To explain, international law’s necessary premise is that in it “no single sovereign reigns supreme,” in the words of an honorable Nicaragua opinion by a major U.S. court in 1985.4
Put technically, this means that the courts of no nation can determine for itself what is required by international law, but in this and other regards must respect the existence of other not inferior jurisdictions not only in the heavens above but also down here among us humans. Consequently international law in U.S. courts is both hollow and hidden. Hollow because the imperial aspect of U.S. reality permits no body of U.S. law to develop in accordance with this fundamental and constitutive principle. Hidden because there is strong enough resistance around the world to U.S. pretensions as to require a body of U.S. law to develop distinguishing international law. By a recognizably dialectical necessity the body of distinguishing cases secretes in the law of the United States the real but negative presence of the resistance to U.S. imperialism around the world, in this account in the form of (always inapplicable to the case at hand) “international law.” Fear not, this is not Victor’s version. He never talks this way.
The moment in our times when the Supreme Court came closest to recognizing the fundamental premise of international law was in the 1964 Sabbatino case. Victor argued the case for Cuba. Sabbatino holds that the rule that U.S. courts will not sit in judgment on the acts of the government of another country done within its own territory (the “act of state doctrine”) is part of U.S. law and that it applied to an expropriation of U.S. owned property in Cuba. It is not insignificant that this victory for international law came at that moment of more than judicial caution that followed the closest approach to nuclear confrontation in history, the Cuban missile crisis. But Sabbatino is more than that, it exists in our law today in the manner of all authentic elements of international law.

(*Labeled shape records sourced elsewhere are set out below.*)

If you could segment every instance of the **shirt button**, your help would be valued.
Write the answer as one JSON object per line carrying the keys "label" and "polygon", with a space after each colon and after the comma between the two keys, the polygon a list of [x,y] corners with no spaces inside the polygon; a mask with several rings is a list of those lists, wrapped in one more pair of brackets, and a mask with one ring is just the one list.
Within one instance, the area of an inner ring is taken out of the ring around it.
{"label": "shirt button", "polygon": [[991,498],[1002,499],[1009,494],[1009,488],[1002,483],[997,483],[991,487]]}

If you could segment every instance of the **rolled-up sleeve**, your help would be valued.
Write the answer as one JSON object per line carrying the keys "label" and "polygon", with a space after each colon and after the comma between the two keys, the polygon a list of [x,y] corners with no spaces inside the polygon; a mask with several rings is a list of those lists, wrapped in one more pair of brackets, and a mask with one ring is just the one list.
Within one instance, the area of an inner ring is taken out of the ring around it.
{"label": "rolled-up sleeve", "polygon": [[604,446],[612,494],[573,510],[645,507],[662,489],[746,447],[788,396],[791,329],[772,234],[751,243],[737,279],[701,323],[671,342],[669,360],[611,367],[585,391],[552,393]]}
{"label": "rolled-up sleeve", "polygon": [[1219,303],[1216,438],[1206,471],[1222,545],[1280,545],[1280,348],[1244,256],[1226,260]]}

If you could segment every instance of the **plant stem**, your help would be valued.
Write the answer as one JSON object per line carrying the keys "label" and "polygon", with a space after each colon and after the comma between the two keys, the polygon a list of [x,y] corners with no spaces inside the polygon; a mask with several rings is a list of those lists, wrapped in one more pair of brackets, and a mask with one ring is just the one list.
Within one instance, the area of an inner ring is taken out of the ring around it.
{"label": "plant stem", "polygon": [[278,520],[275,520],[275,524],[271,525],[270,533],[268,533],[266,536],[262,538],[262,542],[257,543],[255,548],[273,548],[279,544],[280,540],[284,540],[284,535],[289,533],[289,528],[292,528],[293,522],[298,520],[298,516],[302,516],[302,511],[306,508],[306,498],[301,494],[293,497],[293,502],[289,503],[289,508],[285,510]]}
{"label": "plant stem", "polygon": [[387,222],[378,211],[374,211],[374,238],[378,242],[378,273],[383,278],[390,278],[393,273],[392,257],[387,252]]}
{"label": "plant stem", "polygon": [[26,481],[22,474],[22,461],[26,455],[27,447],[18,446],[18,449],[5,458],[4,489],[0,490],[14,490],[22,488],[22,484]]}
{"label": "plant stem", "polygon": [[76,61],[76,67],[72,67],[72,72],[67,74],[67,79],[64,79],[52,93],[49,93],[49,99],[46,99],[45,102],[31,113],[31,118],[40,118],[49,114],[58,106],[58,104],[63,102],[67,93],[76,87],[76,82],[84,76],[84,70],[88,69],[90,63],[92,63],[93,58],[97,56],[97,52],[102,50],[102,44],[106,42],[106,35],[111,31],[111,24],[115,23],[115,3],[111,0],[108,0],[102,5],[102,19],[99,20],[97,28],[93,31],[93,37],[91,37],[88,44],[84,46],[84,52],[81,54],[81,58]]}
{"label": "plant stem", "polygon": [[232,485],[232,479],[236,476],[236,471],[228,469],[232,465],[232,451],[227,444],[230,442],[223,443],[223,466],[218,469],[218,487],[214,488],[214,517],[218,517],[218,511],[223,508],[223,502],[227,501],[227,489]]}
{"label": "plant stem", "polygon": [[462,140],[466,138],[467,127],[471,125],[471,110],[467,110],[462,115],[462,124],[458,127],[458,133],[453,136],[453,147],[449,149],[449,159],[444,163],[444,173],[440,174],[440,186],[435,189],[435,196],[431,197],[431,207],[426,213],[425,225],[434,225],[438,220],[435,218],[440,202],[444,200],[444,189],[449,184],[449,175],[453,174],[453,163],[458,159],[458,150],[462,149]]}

It must still be distinguished.
Almost all the organizations in which members of the Communist party took a leading role in the 1930s and 1940s were purged and/or destroyed. By the late 1960s, there were left some (not large) labor unions and the National Lawyers Guild. Victor Rabinowitz, reflecting on the achievements of a distinguished career, places first his role in preserving the National Lawyers Guild. It is today an effective nationwide organization, many thousand strong, committed to the goal of radical social change. It is an important exception to the prevailing rule, and Victor’s pride is justified.
Victor’s credible account is that the community of 1930s lawyers in and close to the CPUSA preserved this organizational treasure, more or less intact, through the great storm in order to hand it over to their 1968er successors. The succession was not handled gracefully by either side, but it took place. The lack of grace is understandable when you consider how unprecedented was the transition; the transfer of power from fathers to daughters.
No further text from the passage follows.